I’ll be the first to admit, coming into the 2012 season, if someone were to have told me that the Houston Astros would be two games below .500 on May 27 I would have laughed. While not completely ridiculous, it would have been highly doubtful this group of young players and veterans could have accomplished that, right? I guess it wasn’t so doubtful because we are right there coming into the 3rd game of the weekend series in Los Angeles. The Astros’ pitching has been very good, especially in May, and their offense has been pesky to say the least. So what happened to cause this abnormality that could be making quite a few smart people, including myself, look pretty foolish?
I still won’t quite say this is turning into something magical but when we see teams come out of nowhere to do something special it takes magical stuff to happen. Their good players become great and their average players turn into good ones without explanation or reason. The Astros do have something like that going, look at the cases of Wandy Rodriguez and Brett Myers. Jeff Luhnow knew that both veterans weren’t meant to be here long and needed to have good seasons to squeeze every once of value out of them by the trade deadline. Well, not only have they pitched well but they’ve been fantastic, both pitching at a new level. Myers’ case has turned out better than even Jeff could have imagined and has created exceptional value as one of the better closers in the league. Wandy has gone from being a good pitcher to putting up all-star level numbers and also creating quite a buzz around him. Players like Bud Norris, Jose Altuve and Jed Lowrie have taken their game to a new level as well and have helped the Stros not only become pesky but dangerous.
So the Astros are actually a competitive team to most everyone’s surprise. Be honest with yourself, even the most loyal Astros fan didn’t see this team being this good so fast. A dilemma, however, is beginning to brew a little bit among fans; what happens if the Astros remain competitive and in the race come July? The scenario is there, the Cards aren’t healthy and the Reds are good but not elite so the division itself may keep the Stros relevant most of the season. My expectation is this won’t come to pass and eventually everything evolves into how it should have looked all along. Thing is, I’ve been wrong already and the Stros have such a solid approach. By playing so well it has kept the Stros a factor but also increased most of the veterans’ trade value to very interesting levels. Would the Astros consider going for the division at this point in their rebuilding plan or stick to the script? If they move most of the primary suspects, they will indeed load up on high quality prospects. The farm system would get another shot in the arm to an already improving core but it would be at the cost of contending for something special in 2012.

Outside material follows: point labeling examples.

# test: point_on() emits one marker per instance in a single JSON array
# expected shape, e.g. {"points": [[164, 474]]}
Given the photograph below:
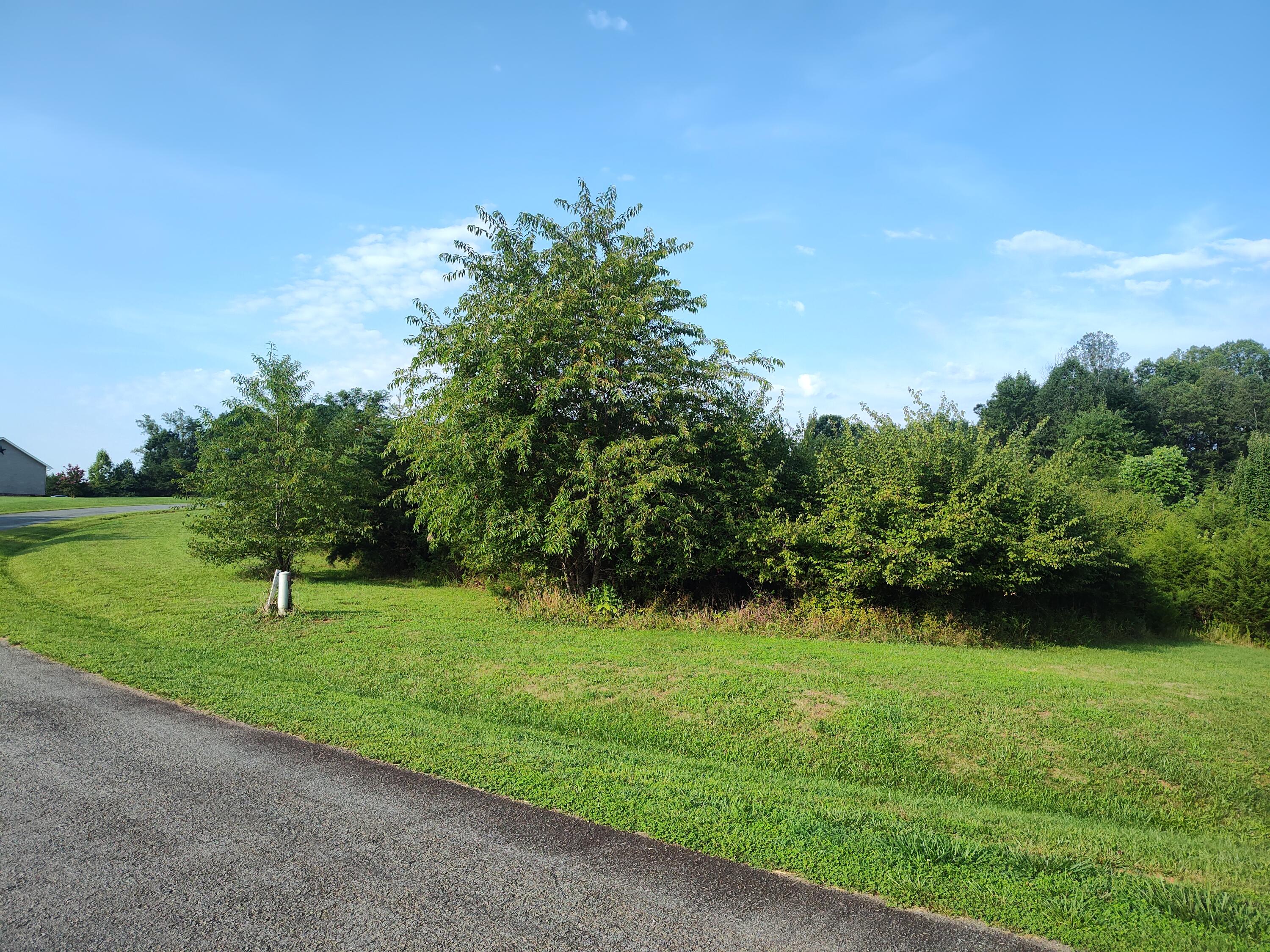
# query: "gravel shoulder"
{"points": [[133, 822]]}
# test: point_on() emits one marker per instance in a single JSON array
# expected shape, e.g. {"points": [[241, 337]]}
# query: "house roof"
{"points": [[11, 443]]}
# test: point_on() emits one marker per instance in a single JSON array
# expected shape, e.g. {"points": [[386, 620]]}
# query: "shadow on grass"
{"points": [[14, 542]]}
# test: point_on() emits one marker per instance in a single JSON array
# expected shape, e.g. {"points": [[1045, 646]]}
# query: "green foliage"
{"points": [[1253, 478], [266, 484], [605, 602], [564, 422], [107, 479], [1239, 584], [936, 507], [1208, 400], [1161, 474], [70, 482], [169, 454], [1109, 798], [1175, 558], [374, 528], [1099, 440], [1076, 386]]}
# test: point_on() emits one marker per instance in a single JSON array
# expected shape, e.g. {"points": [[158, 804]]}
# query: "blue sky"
{"points": [[886, 196]]}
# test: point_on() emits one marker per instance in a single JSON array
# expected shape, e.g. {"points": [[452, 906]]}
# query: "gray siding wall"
{"points": [[19, 474]]}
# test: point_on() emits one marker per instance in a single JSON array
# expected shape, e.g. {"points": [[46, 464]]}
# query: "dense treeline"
{"points": [[566, 423]]}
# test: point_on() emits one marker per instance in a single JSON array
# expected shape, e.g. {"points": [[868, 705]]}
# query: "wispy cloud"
{"points": [[380, 271], [601, 19], [809, 384], [910, 234], [1256, 250], [1047, 243], [1147, 264], [1147, 287]]}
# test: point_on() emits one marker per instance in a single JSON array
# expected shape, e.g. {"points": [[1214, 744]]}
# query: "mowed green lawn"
{"points": [[1113, 799], [36, 504]]}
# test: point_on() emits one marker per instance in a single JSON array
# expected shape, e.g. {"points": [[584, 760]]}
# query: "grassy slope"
{"points": [[1114, 799], [39, 504]]}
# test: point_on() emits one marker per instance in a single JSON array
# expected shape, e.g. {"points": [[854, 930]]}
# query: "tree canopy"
{"points": [[564, 418]]}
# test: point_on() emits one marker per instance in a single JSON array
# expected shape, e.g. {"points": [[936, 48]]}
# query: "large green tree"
{"points": [[564, 419]]}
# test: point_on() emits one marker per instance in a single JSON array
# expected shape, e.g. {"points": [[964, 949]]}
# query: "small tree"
{"points": [[169, 454], [1162, 474], [265, 479], [68, 483], [1253, 478]]}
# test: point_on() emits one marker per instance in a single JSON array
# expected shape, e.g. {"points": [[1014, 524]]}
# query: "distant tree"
{"points": [[1098, 352], [1072, 388], [1161, 474], [1013, 407], [266, 483], [1102, 437], [823, 427], [169, 454], [1208, 402], [375, 530], [939, 508], [69, 483], [1253, 478]]}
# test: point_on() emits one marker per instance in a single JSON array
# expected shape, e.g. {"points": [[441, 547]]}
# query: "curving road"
{"points": [[127, 822], [16, 521]]}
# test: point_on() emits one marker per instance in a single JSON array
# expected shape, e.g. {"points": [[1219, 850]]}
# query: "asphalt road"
{"points": [[16, 521], [127, 822]]}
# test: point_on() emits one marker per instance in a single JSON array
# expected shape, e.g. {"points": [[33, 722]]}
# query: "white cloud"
{"points": [[160, 393], [1047, 243], [380, 271], [809, 384], [1145, 264], [1147, 287], [1256, 250], [600, 19]]}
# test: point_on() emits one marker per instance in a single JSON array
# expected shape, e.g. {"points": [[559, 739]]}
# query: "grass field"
{"points": [[1113, 799], [35, 504]]}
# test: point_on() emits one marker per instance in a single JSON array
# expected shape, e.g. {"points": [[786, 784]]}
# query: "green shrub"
{"points": [[1175, 560], [1161, 474], [936, 507], [1239, 581]]}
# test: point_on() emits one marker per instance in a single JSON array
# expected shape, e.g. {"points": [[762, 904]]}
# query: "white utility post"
{"points": [[284, 593], [273, 593]]}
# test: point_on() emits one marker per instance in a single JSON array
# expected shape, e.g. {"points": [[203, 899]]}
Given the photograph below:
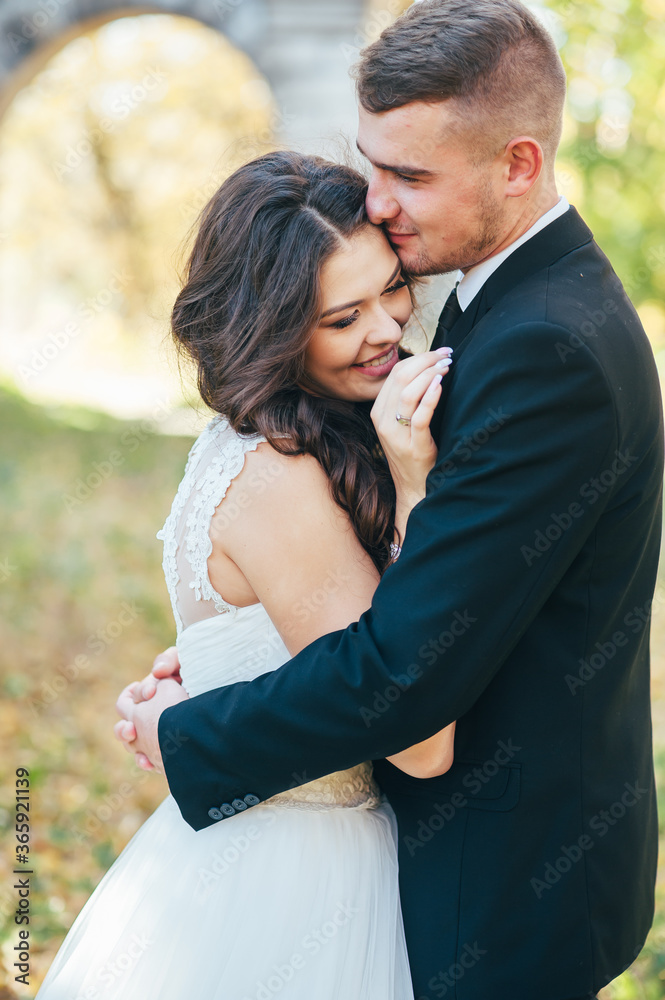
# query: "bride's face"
{"points": [[365, 305]]}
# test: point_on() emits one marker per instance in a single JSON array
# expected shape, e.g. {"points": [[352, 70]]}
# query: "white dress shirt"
{"points": [[474, 279]]}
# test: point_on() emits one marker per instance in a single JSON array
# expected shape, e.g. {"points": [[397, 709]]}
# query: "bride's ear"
{"points": [[524, 161]]}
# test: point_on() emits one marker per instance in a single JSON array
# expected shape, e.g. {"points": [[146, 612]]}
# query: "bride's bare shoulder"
{"points": [[272, 483]]}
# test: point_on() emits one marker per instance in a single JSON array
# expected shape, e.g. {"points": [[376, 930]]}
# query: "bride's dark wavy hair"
{"points": [[250, 303]]}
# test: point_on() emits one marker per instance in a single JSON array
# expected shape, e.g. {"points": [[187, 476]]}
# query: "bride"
{"points": [[288, 513]]}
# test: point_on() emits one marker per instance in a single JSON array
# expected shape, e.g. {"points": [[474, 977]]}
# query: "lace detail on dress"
{"points": [[203, 487], [351, 789]]}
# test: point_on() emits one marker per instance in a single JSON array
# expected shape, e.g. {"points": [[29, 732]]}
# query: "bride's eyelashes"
{"points": [[342, 324], [396, 287]]}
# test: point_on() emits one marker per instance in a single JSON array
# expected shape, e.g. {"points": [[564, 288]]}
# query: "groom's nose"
{"points": [[381, 205]]}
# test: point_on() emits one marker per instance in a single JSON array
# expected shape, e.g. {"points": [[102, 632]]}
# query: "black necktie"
{"points": [[450, 313]]}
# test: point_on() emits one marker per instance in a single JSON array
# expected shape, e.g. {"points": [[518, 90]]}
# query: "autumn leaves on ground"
{"points": [[84, 610]]}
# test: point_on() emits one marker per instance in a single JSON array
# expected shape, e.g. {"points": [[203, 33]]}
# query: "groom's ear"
{"points": [[524, 160]]}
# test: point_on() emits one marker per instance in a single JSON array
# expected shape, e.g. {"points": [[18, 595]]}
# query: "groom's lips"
{"points": [[396, 237]]}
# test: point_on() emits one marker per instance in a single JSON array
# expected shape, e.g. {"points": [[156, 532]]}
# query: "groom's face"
{"points": [[439, 210]]}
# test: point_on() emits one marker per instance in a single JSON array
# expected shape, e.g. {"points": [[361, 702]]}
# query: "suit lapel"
{"points": [[561, 237]]}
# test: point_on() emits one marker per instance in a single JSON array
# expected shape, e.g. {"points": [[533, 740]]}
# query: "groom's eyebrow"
{"points": [[396, 168], [350, 305]]}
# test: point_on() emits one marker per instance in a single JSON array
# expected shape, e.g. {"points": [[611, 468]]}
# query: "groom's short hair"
{"points": [[492, 59]]}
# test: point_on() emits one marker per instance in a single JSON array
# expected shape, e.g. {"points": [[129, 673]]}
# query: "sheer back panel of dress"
{"points": [[216, 458]]}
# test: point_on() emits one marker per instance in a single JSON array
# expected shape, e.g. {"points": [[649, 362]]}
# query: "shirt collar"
{"points": [[469, 284]]}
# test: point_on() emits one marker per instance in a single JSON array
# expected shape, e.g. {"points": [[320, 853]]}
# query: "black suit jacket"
{"points": [[520, 607]]}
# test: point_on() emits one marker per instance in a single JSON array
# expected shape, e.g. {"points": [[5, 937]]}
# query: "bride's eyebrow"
{"points": [[350, 305]]}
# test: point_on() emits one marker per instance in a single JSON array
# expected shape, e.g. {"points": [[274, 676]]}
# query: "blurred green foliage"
{"points": [[612, 158], [82, 598]]}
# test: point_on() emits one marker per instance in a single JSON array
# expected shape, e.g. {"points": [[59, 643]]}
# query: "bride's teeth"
{"points": [[378, 361]]}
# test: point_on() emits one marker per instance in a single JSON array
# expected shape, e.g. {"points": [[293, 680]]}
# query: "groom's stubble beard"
{"points": [[478, 246]]}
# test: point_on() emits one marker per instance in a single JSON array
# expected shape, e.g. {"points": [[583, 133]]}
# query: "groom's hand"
{"points": [[137, 730], [166, 664]]}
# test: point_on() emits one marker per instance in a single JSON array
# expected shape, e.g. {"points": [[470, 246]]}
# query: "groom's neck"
{"points": [[531, 208]]}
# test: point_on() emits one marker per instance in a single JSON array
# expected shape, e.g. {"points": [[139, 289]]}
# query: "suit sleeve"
{"points": [[509, 505]]}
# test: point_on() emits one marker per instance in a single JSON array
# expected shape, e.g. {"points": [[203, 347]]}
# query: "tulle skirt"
{"points": [[277, 901]]}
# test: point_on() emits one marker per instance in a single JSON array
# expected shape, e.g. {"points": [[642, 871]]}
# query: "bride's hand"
{"points": [[412, 391]]}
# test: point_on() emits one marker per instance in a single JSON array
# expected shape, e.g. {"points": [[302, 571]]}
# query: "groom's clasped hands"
{"points": [[142, 702]]}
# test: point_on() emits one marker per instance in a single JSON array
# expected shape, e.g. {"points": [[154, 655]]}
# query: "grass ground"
{"points": [[83, 608]]}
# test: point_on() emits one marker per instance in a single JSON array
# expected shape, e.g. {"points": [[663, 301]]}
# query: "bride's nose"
{"points": [[380, 205], [385, 330]]}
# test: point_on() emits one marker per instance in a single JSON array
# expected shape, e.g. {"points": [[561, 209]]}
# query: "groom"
{"points": [[519, 605]]}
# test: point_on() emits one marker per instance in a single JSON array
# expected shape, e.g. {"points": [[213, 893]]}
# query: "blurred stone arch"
{"points": [[303, 49]]}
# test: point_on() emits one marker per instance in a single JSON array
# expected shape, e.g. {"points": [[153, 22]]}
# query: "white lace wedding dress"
{"points": [[295, 897]]}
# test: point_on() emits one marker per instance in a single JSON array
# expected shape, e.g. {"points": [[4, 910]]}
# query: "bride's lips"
{"points": [[376, 371]]}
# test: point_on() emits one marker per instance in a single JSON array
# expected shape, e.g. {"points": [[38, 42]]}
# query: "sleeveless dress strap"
{"points": [[216, 458]]}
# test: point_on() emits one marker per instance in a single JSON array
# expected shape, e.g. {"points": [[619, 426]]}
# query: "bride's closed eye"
{"points": [[347, 321], [396, 287], [342, 324]]}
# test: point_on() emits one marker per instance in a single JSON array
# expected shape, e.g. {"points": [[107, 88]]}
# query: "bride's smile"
{"points": [[365, 305]]}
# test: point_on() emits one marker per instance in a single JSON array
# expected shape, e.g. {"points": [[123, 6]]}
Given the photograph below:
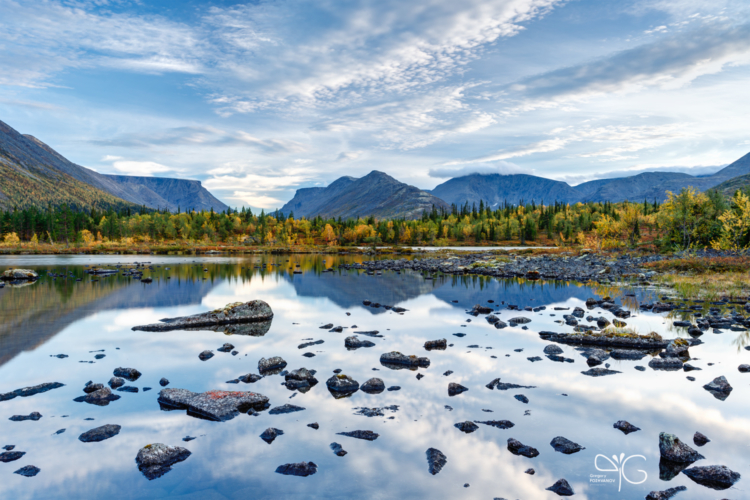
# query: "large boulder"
{"points": [[236, 312], [219, 406]]}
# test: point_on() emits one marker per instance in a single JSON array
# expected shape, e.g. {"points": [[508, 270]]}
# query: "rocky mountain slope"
{"points": [[35, 174], [375, 194]]}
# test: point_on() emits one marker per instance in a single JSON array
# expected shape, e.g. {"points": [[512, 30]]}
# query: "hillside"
{"points": [[496, 189], [376, 194], [36, 174]]}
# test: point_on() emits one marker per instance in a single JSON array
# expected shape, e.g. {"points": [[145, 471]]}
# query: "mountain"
{"points": [[496, 189], [729, 187], [35, 174], [376, 194]]}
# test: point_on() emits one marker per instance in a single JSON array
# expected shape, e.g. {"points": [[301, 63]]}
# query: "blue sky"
{"points": [[256, 99]]}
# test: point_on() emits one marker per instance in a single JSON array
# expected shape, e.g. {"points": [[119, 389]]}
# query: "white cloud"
{"points": [[141, 168], [501, 167]]}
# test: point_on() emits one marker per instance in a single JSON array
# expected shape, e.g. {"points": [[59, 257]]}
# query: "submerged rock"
{"points": [[625, 426], [518, 448], [155, 460], [270, 434], [566, 446], [456, 389], [562, 488], [219, 406], [28, 471], [674, 450], [130, 374], [237, 312], [666, 494], [303, 469], [373, 386], [436, 460], [30, 391], [716, 477], [395, 360], [468, 427], [366, 435], [100, 433]]}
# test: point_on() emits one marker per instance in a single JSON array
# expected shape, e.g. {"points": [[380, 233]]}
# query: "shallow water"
{"points": [[230, 461]]}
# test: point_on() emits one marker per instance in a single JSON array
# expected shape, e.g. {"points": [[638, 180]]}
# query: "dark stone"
{"points": [[303, 469], [700, 440], [270, 434], [518, 448], [373, 386], [155, 460], [366, 435], [455, 389], [100, 433], [566, 446], [500, 424], [674, 450], [28, 471], [562, 488], [127, 373], [625, 426], [716, 477], [468, 427], [436, 460], [35, 415], [280, 410]]}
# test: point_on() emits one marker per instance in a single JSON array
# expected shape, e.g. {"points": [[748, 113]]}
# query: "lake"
{"points": [[83, 319]]}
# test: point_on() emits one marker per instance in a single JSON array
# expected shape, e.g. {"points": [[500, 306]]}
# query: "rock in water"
{"points": [[11, 456], [468, 427], [127, 373], [396, 361], [271, 365], [719, 387], [518, 448], [100, 433], [28, 471], [562, 488], [700, 440], [674, 450], [666, 494], [219, 406], [155, 460], [366, 435], [455, 389], [435, 460], [625, 426], [237, 312], [303, 469], [270, 434], [716, 477], [565, 446], [373, 386]]}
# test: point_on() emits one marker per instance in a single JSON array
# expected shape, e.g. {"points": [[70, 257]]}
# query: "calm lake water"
{"points": [[230, 461]]}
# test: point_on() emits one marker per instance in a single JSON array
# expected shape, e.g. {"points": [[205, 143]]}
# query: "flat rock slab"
{"points": [[155, 460], [11, 456], [28, 471], [218, 406], [716, 477], [236, 312], [436, 460], [30, 391], [303, 469], [366, 435], [100, 433]]}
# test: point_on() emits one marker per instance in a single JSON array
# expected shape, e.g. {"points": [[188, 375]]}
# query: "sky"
{"points": [[257, 99]]}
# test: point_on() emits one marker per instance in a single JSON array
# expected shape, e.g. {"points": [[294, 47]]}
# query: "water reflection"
{"points": [[230, 460]]}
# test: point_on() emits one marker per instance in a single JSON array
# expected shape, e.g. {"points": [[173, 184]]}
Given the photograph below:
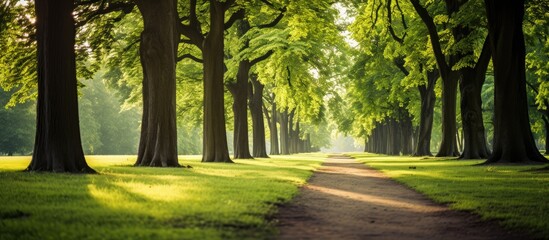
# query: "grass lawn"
{"points": [[208, 201], [513, 195]]}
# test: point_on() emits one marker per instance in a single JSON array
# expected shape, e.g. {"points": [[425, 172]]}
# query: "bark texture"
{"points": [[284, 133], [215, 136], [513, 139], [450, 79], [472, 79], [258, 123], [448, 146], [57, 146], [273, 128], [158, 49], [239, 91], [427, 93]]}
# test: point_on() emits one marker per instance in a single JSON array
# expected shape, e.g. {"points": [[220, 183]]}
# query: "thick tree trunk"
{"points": [[546, 125], [406, 136], [472, 79], [284, 134], [258, 123], [215, 137], [291, 134], [475, 146], [448, 146], [274, 130], [394, 138], [239, 91], [513, 139], [449, 77], [427, 93], [57, 146], [159, 41]]}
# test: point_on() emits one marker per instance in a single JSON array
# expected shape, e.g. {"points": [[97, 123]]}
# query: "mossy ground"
{"points": [[515, 196], [207, 201]]}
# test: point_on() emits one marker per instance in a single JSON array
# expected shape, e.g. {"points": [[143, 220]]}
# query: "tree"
{"points": [[240, 91], [450, 77], [58, 145], [513, 139], [212, 47], [16, 136], [256, 109], [158, 52]]}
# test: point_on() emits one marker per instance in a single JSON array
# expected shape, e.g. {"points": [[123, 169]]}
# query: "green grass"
{"points": [[513, 195], [209, 201]]}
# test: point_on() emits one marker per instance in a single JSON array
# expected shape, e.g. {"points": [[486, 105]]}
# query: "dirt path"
{"points": [[345, 199]]}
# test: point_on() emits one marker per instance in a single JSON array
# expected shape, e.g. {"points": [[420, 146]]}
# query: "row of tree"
{"points": [[80, 38], [405, 47]]}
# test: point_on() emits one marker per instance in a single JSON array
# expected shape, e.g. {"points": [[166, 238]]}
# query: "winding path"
{"points": [[345, 199]]}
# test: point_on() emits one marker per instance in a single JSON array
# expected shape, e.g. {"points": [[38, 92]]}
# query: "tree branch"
{"points": [[261, 58], [193, 19], [433, 34], [275, 21], [189, 56], [125, 7], [484, 58], [236, 16], [228, 4], [390, 25]]}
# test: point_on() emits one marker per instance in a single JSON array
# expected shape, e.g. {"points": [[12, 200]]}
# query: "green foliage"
{"points": [[17, 131], [209, 201], [106, 127], [18, 48], [509, 194]]}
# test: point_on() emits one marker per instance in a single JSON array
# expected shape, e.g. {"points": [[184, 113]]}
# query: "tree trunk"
{"points": [[427, 93], [284, 138], [428, 99], [406, 134], [159, 41], [274, 129], [546, 125], [291, 133], [513, 139], [57, 146], [474, 137], [258, 123], [472, 79], [215, 136], [448, 146], [239, 90]]}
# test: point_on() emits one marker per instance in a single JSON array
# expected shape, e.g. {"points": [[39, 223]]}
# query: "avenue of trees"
{"points": [[158, 78]]}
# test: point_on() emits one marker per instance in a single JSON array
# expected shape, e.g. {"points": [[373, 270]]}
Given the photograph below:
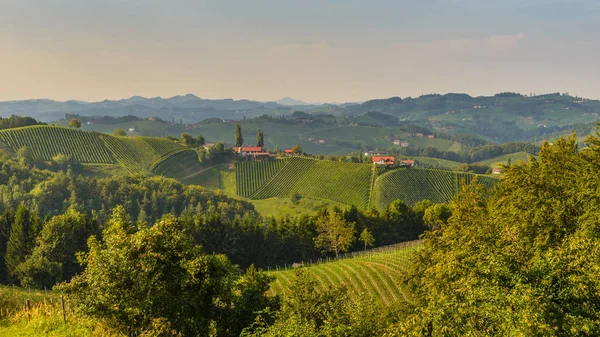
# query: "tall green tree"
{"points": [[260, 138], [335, 234], [6, 221], [20, 240], [239, 138], [53, 259], [367, 238]]}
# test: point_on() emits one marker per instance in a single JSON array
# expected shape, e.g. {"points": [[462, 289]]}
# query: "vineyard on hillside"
{"points": [[178, 165], [46, 142], [347, 183], [375, 274], [250, 176], [413, 185]]}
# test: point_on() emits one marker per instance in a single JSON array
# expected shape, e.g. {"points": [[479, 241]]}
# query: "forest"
{"points": [[520, 259]]}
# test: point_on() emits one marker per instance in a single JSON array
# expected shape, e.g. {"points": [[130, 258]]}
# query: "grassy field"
{"points": [[345, 183], [503, 160], [413, 185], [374, 274], [132, 154]]}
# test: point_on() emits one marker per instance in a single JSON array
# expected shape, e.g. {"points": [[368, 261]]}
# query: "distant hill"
{"points": [[291, 101]]}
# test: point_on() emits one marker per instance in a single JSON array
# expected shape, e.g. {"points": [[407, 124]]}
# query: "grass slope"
{"points": [[347, 183], [133, 154], [413, 185], [373, 274]]}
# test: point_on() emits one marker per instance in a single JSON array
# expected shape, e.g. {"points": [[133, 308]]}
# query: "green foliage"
{"points": [[413, 185], [20, 241], [239, 138], [367, 238], [52, 259], [134, 277], [523, 261], [335, 234], [329, 312], [250, 176], [74, 123], [347, 183], [119, 132], [45, 142], [260, 138]]}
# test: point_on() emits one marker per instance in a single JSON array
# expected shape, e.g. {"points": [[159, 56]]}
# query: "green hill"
{"points": [[372, 273], [346, 183], [413, 185], [132, 154]]}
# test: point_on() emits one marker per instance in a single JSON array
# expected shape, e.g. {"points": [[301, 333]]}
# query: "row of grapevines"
{"points": [[372, 274], [178, 165], [250, 176], [46, 142], [413, 185], [162, 146], [347, 183]]}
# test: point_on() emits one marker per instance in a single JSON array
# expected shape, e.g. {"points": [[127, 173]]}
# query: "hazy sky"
{"points": [[315, 50]]}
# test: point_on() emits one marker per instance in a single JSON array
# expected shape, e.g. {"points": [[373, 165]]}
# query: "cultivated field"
{"points": [[374, 273]]}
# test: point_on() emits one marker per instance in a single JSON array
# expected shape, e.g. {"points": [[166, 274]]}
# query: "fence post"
{"points": [[62, 306], [28, 307]]}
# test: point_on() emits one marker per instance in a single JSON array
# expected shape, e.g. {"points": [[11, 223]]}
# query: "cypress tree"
{"points": [[239, 139]]}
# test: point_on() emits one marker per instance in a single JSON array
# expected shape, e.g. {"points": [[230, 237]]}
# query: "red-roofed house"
{"points": [[246, 150], [387, 161], [407, 162]]}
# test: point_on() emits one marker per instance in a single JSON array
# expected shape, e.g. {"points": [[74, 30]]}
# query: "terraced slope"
{"points": [[346, 183], [374, 274], [178, 165], [133, 154], [413, 185], [46, 142], [250, 176]]}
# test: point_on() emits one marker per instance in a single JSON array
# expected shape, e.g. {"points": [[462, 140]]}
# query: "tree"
{"points": [[239, 138], [74, 123], [53, 259], [20, 239], [297, 149], [25, 156], [119, 132], [135, 277], [367, 238], [187, 138], [260, 138], [335, 234]]}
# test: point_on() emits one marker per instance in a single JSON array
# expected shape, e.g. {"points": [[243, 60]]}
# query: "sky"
{"points": [[313, 50]]}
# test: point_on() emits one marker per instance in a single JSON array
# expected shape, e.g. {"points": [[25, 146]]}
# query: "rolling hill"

The end result will be determined by a few more months of baseball but this might indeed turn out to be one hell of a game of chicken by Jeff Luhnow. Honestly, this is a great problem to have and the best of both worlds. The Astros have gotten exactly what they’ve wanted and now the hard decisions are going to need to start coming. Teams will be calling in the midst of what could possible be an interesting season and Jeff will have some tough choices a lot of people might not like his answers to.